May 2, 2005 @ 5:41 am | Comment
5 By richard
I never said he is not a libertarian. I said I think he’s more an anarchist than anything else. He goes after Moore in Team America, he goes after the Frist evangepsychos in the Schiavo spoof. Liberal or conservative, they are all fair game. Think about their ongoing and merciless satire of hunters, a clear snipe at NRA gun nuts. Equal opportunity satirists — no one is safe, and I don’t think either can be classified as conservative or liberal.
May 2, 2005 @ 10:05 am | Comment
6 By lirelou
My Gawd! Break away from the tyranny of the Left-Right dichotomy? What the hell do you and Richard expect us to do next, Mr. Vamvanij? Reason??? Where is the “Duque de Alba” when you need him? Or at least, the Grand Inquisitor!
Rovery!
May 2, 2005 @ 10:58 pm | Comment
7 By Jing
I think you guys are making things overly political and nuanced when they aren’t. The creators of South Park aren’t libertarians or anarchists, they are overgrown kids with a pottymouthed sense of humour taking advantage of contemporary pop cultural perceptions and mercilessly satirizing them.

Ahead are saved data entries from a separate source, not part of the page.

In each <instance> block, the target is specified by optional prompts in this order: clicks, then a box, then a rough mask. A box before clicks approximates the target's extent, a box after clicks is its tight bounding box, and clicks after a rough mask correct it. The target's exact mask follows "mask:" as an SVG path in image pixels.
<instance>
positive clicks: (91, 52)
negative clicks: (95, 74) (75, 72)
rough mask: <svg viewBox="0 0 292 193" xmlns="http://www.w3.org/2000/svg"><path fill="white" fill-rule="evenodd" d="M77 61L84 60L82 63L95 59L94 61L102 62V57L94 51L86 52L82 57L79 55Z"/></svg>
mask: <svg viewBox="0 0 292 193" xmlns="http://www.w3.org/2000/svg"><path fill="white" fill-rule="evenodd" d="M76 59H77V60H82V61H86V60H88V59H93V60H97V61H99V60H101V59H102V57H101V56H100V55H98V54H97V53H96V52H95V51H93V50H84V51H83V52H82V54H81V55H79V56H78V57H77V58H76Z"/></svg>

May 3, 2005 @ 2:41 am | Comment
8 By richard
No Jing, they are muyh more than overgrown kids. They are that, too, which is why they are so endlessly creative. But every episode has a deep moral message, and most of the humor is pointed at topical political/social issues, from antisemitism to liberal elitism to terrorism. The humor is on a very adult level.
May 3, 2005 @ 1:30 pm | Comment
9 By David Mercer
They came out of Boulder, CO, sippin’ coffee at Penny Lane coffeehouse like all the other real hardcore freaks used to chill. The freak population in those parts is very, very small and weak now compared to even 10 years ago.
But of COURSE they talked to The Fat One, if nothing else to see if they could find something to poke fun at!
Boulder is a great place to hone satirical insticts, liberal AND conservative gasbags to offend in a small radius! Tucson is a bit like that, as is Austin and some other places. MUCH more lively than some places, where you only get to poke fun at one end of the idiocy spectrum.